Сентябрь. Только я прибежал из школы, пришел Кузьмич, стоит у порога, мнется с ноги на ногу. Обычно протопив печи, он заходит, чтобы проверить, как нагрелись наши голландки. Но до отопительного сезона еще далеко. Лелька (он зовет меня, как мои домашние), чтой-то меня просифонило. Налил бы чего стакан. – "Чего" – это водки. В буфете графин пустой, но я знаю папа держит запасную бутылку в ванной. Она должна быть в стенном шкафу за тремя высокими томами "Мужчина и женщина". Кузьмич плотно обнимает стакан всей своей мозолистой пятерней, но пьет очень деликатно, медленно, с передыхом, как горячий чай. Только что не дует. Приоткрыла дверь на кухню Ленка, увидала Кузьмича, фыркнула, захлопнула дверь со звоном. Матреша приготовила быстренько бутерброд – кусок черного хлеба с жареным луком и картошкой. Кузьмич осторожно взял его негнущимися пальцами, сказал: Отнесу дочке Нинке, скоро из школы прибежит. – Матреша, наскоро завернув картофельные блинчики в газету, положила сверток в его карман. Она боится, что Ленка наябедничает отцу – мол, продукты по карточкам, а Матрена их транжирит. Я считаю – Кузьмичу помогать надо. Его жена Ксюшка в октябре прошлого года, когда в Москве паника была, поехала в деревню к родне, за продуктами, попала под немца и сгинула. Старый мужик остался один с семилетней девочкой. Папа сам дает Кузьмичу деньги. Смеется, говорит: Выдадим Матрешу за Кузьмича. – Она на шутку не обижается.
Сколько срывалось у меня попыток уехать на фронт. Написал маме сколько я слышал, что берут и младше меня ребят сыном полка. Как было бы здорово воевать вместе с мамой. Она ответила: говорила с комбатом и с комиссаром.
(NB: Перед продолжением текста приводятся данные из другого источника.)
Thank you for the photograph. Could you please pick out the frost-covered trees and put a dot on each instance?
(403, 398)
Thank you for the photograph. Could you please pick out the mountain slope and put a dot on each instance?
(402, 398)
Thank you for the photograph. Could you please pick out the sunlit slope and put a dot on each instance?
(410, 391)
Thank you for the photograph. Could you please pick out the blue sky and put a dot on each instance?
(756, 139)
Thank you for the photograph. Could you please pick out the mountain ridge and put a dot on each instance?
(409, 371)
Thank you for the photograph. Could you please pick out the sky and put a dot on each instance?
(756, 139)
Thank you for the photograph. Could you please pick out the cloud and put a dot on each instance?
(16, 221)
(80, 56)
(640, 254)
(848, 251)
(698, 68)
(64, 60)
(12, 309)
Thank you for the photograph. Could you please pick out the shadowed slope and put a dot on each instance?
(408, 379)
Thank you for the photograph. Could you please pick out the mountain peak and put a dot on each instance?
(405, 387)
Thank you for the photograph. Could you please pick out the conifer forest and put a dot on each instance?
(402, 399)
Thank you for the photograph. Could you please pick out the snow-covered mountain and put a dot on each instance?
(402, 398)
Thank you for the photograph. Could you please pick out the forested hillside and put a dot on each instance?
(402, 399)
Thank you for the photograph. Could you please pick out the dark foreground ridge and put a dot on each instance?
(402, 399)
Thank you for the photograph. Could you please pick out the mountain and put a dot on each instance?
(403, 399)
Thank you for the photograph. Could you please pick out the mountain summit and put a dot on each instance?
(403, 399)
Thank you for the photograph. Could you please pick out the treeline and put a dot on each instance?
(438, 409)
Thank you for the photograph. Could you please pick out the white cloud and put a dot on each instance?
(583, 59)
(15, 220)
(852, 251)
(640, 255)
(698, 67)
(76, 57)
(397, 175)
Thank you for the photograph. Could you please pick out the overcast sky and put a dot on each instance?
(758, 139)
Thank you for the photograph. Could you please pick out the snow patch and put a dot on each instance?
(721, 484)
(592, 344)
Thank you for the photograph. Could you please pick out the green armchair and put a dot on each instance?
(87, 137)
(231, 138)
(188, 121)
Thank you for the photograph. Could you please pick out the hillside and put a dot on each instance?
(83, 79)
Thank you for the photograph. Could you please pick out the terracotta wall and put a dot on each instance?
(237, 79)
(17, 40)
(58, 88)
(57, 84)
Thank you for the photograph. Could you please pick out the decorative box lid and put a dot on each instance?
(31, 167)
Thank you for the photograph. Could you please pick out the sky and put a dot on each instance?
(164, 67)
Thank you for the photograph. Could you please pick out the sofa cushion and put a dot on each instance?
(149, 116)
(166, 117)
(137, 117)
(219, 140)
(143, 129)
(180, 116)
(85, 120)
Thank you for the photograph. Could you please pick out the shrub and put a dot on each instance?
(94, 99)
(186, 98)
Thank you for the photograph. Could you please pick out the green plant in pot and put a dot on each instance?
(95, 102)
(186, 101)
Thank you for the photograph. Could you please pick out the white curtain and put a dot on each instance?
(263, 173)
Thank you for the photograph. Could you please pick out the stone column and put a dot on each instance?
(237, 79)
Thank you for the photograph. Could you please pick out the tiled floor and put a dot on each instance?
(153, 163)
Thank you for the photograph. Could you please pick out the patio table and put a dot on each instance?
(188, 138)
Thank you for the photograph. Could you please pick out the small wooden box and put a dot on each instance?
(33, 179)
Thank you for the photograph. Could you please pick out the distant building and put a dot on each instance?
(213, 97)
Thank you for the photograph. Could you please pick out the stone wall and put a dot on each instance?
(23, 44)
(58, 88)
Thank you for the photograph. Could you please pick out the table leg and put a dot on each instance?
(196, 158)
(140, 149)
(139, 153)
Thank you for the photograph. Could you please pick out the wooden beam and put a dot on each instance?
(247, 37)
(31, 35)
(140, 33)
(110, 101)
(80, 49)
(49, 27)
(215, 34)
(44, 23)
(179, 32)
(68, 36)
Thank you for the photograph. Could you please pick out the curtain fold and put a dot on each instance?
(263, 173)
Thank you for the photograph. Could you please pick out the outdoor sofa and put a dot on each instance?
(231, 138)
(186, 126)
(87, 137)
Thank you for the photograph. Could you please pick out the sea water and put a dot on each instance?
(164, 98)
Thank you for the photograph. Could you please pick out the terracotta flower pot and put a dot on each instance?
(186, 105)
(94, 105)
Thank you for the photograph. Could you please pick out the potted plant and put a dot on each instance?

Оба в один голос твердят – пусть учится, когда исполнится шестнадцать лет – возьмем. Шестнадцать! Еще два года. Война уж точно кончится. Папу несколько раз упрашивал. Был у него в гостях друг еще по комсомолу, заместитель начальника штаба партизан всей Белоруссии Одинцов. Мировой мужик, полковник, два ордена Ленина, Красного Знамени. Разговор у нас дома, за столом. – Возьми его своим адъютантом – папа говорит. – А что, и возьму – Одинцов говорит. – Не адъютантом, адъютант у меня – капитан, а ординарцем хоть сейчас! – Я на седьмом небе! Прощай, школа, уроки, записочки. Здравствуй, разведка, закладка мин под эшелоны с фрицами, атака с гранатами и автоматом. Ура! Только папа на следующий день разводит руками – Одинцова срочно отправили в тыл врага.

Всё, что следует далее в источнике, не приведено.